The Inter American Press Assn. criticized the Obama Administration for clamping down on freedom of the press through its policy of surveillance and spying of journalists.

The Miami-based organization of 1,400 journalists released a resolution this week during its annual assembly in Denver that railed against the “secret seizure of telephone records of Associated Press reporters by the U.S. Justice Dept.”

“The IAPA shares the concern of like-minded organizations in the United States over the direction of press freedom in this country, which has been shaken by revelations of spying on journalists and others,” reads the resolution.

Gary Pruitt, AP president, told the conference “how fear of government surveillance has led some its sources to engage in self-censorship.”

The IAPA knocked Congress for failing to pass a shield law to “protect the confidential nature of sources—one that would prevent journalists from ending up behind bars.”
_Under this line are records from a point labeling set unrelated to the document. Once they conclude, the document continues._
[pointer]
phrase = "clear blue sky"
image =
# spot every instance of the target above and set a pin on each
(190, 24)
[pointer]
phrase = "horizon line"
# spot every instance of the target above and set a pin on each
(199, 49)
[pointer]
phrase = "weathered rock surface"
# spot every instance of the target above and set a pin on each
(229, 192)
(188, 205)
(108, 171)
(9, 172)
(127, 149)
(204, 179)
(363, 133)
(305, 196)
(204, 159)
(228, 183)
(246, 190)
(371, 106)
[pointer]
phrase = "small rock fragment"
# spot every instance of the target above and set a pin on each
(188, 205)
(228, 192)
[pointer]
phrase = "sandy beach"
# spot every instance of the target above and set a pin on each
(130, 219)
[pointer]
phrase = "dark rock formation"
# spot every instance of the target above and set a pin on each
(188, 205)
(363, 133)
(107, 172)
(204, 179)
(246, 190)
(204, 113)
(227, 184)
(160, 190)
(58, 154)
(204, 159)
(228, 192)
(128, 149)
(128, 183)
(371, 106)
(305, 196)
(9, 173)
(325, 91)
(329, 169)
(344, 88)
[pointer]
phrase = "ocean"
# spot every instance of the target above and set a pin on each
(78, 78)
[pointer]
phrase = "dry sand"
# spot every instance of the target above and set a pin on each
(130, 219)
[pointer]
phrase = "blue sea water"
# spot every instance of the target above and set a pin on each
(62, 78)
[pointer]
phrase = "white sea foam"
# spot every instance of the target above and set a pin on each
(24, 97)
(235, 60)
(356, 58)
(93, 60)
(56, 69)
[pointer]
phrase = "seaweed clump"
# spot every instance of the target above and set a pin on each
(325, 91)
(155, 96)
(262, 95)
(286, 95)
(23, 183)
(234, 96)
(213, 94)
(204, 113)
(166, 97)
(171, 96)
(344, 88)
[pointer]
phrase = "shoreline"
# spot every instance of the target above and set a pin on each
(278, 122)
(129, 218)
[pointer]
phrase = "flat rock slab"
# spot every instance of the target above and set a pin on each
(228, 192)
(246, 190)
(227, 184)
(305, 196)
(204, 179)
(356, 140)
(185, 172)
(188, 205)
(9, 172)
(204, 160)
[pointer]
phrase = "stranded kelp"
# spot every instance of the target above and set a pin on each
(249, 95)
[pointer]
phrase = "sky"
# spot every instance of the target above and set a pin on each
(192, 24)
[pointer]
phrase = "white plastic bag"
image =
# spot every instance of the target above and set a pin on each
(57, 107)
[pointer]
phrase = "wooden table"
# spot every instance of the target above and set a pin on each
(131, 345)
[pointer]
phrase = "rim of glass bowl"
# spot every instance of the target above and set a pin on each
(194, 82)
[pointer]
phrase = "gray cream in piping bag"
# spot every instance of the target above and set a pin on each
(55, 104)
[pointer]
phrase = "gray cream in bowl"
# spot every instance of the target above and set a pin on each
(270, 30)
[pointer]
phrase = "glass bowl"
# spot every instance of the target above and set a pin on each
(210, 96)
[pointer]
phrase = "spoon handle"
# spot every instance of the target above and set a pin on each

The organization also noted the 14 reporters would killed in Latin America during the past six months, marketing the highest death toll in 20 years.

Mexico topped the list with three murders. Brazil, Colombia, Guatemala, Haiti trailed with two each, while a journalist was killed in Ecuador, Honduras and Paraguay.

IAPA noted that press freedom is adversely affected by the mass-scale acquisitions of media outlets by governments or allies in Nicaragua, Venezuela, Bolivia and Argentina.

The purpose of those deals is to transform public service media into partisan pro-government propaganda tools.

Ecuador was singled out as the country with the “harshest form of censorship,” while economic reform in Cuba has not led to any improvement in press freedom there, according to the resolution.